The name change to D&H Electronics came in 1966 when the business was purchased by Bernard Dougherty and Henry Henkel. Three ownership changes were to follow over the years.
David Wimmer had been working at D&H since 2002. When the opportunity to become the owner surfaced in 2017, he went for it.
“Just since I’ve been here, the business has changed 180 degrees,” Wimmer said. “I got started in the electronics business in 1981 and we were still selling a bunch of radio tubes. Transistors were fairly new.”
Wimmer started out with Scott Electronics in Lincoln at a time when the area still had lots of manufacturing, so electronic parts were in demand.
Heading west to the valley in 1992, Wimmer first purchased TNC Electronics in Gering.
“We knew how to sell stuff but had no idea about the business,” he said. “We lasted until about our first anniversary.”
Although he left the area for a while, Wimmer ended up back in the area working for D&H Electronics in 2002.
“The biggest change for this business is network products,” he said. “I hadn’t even heard the term when I started here. Now we’re connecting home and business computer systems to work together. That’s our main thrust today.”
The business also changed as miniaturization of electronic parts changed the clientele.
“We used to have a lot of hobbyists that would build their own equipment and there were electronic classes at the college,” Wimmer said. “Those folks have all pretty much disappeared.”

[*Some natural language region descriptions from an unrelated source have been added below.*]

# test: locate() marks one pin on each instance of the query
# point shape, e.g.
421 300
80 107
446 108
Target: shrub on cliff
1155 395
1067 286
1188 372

He added there’s no longer a need to build circuit boards as they’re all machine stamped and mass produced, usually in China. If a single part of a device goes bad, it’s usually easier and less expensive to replace the entire device.
Wimmer said that when he started working at D&H, an entire wall was devoted to vacuum receiver tubes of all shapes and sizes. They later expanded to include video cassette recorders and all the parts to keep them operating. Those items are now long gone.
“This year’s Consumer Electronics Show just got started in Las Vegas and some of the stuff they’re showing just blows me away,” he said. “I won’t even try to guess where all the trends are headed.”
For today, D&H still installs networking connections, along with selling lots of batteries and copper wire. They still carry many of the traditional electronic parts, although most of them, like individual resistors and capacitors, have faded away.
Wimmer said it was a fun time and a challenge to keep up with new developments in electronic parts. But he doesn’t see that end of the business ever coming back.
“Tragically, we’ve become a throwaway society and electronics are a part of it,” he said.